The Recommendation of VOEvent 2.0 draws ever closer, after successfully running the gauntlet at the spring meeting of the International Virtual Observatory Alliance. Our thoughts now move beyond the standard to the exciting science that can be done now that interoperability is solved: we can have multiple authors and multiple software contributing to the rapidly-evolving picture of an astronomical transient, with machines fusing that data to make rapid, accurate decisions. We will need to think of how VOEvents are authored, forwarded, selected, stored, queried, and mined. In each of these cases, we wish to provide the most appropriate ‘representation’ of the data in the VOEvent. Below are some suggestions for this representation.
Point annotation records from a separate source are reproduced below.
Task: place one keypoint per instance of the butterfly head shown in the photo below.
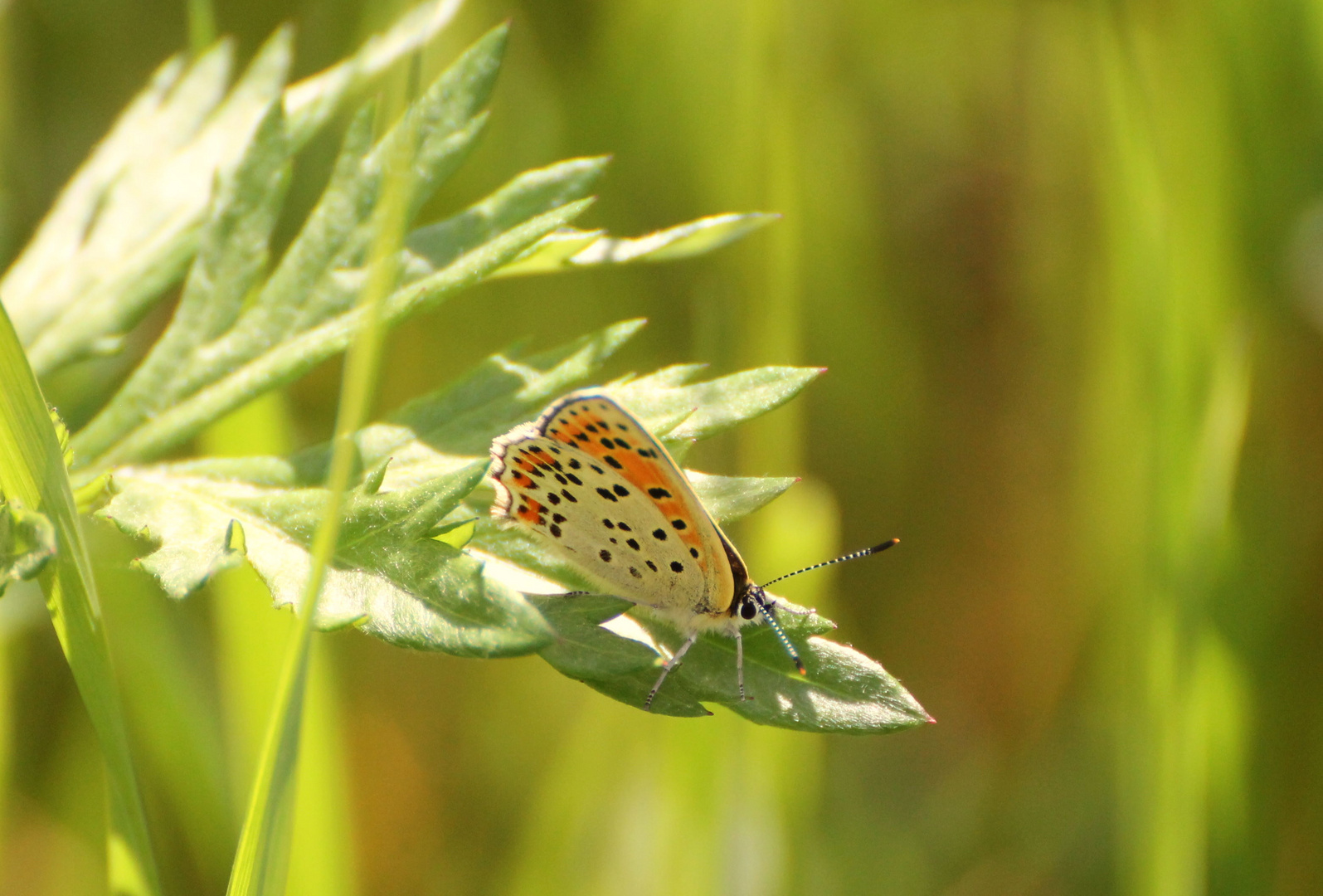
(754, 598)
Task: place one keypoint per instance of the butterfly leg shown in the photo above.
(666, 670)
(740, 664)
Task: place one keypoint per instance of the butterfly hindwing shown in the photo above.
(604, 494)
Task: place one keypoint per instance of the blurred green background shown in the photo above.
(1064, 262)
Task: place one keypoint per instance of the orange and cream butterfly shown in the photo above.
(605, 495)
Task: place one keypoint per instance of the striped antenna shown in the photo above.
(865, 553)
(781, 633)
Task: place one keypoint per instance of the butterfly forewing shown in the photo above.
(609, 498)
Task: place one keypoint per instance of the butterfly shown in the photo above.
(604, 494)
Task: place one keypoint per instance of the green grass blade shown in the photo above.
(32, 470)
(261, 863)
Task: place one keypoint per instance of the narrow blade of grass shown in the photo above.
(261, 863)
(32, 470)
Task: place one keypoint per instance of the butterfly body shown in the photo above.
(602, 493)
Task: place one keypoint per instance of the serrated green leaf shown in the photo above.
(313, 101)
(578, 249)
(712, 407)
(843, 693)
(146, 229)
(27, 542)
(733, 498)
(221, 348)
(392, 578)
(32, 471)
(126, 225)
(532, 192)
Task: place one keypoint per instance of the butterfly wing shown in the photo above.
(627, 515)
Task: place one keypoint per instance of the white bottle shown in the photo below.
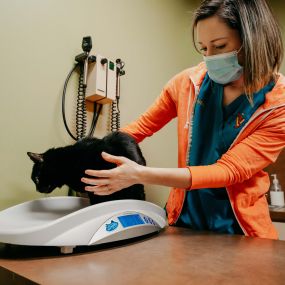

We want to keep the semantics of VOEvent as much as possible, so that the same data is available in all the representations as much as reasonable. We can focus on individual events, or extend the representation for the VOEvent aggregates that we have come to call ‘portfolio’. A portfolio is a collection of multi-sourced VOEvent packets whose subject is the same astronomical transient, and they are associated through citation of one by another — the observation is a VOEvent, combined with followups or classification results also formatted as VOEvents. The VOEvent is an observation of something: it is that something that brings multiple events together.
(1) XML API
A single VOEvent, is an XML file. This representation carries the most fidelity to the intent of the original author, even though some links may be replaced for caching. A portfolio is a collection of VOEvent files that are mutually connected through citations in a graph, and it can be stored as a zip or tar etc. Querying is through Xpath, Xquery, or XML libraries like lxml or Jax. Custom API can be made made from the VOEvent schema through code binding.
(2) Dictionary API
Each event can be thought of as a key-value dictionary, one for each piece of data extracted from the event XML. Some keys are mandated by the VOEvent schema, (eg AuthorName, ISOtime) , and others come from the Group and Param name combinations specific to that stream, with the value an int, float, or string. Internal tables can be handled by allowing the value of such a key to be a vector — the values from the table column. A portfolio can then be a union of these dictionaries, each representing an event; to prevent name collision, each key would also contain the name of the event it comes from. This representation is natural for presentation templates and dictionary expressions: a table column such as e['lightCurve']['Vmag'] can become a python list of numbers. This representation is effective when a single portfolio is to be examined in detail, or annotated, perhaps classification of light curves or analysis of ephemeris. It can also be a table structure, with each row of the table having Stream, Group, Param, and Value, with queries that select on these tables.
(3) Relational table API
Here we are not representing a single astronomical transient but rather astro-informatics, with many transients in a table, searching, selecting, sorting, visualizing, and clustering. The columns of the table come from the stream of which the events are instances. Each VOEvent is translated to a row in the table (internal tables are not shown in this representation). Some columns are defined in the VOEvent standard, such as sky position and time; others are part of the stream defintition (params). We can also represent a collection of similarly structured portfolios; perhaps an event from stream A together with one from stream B, one the observation and the other the classification. For portfolios, there is a choice about joins: we can work with multiple tables, each representing the events from a given stream, and portfolio relationships represented as foreign keys; alternatively, we can fuse all stream tables into one, so that each portfolio is represented by a single record of this super-table. Working in this representation, we use SQL queries that depend on Param and other values from the events.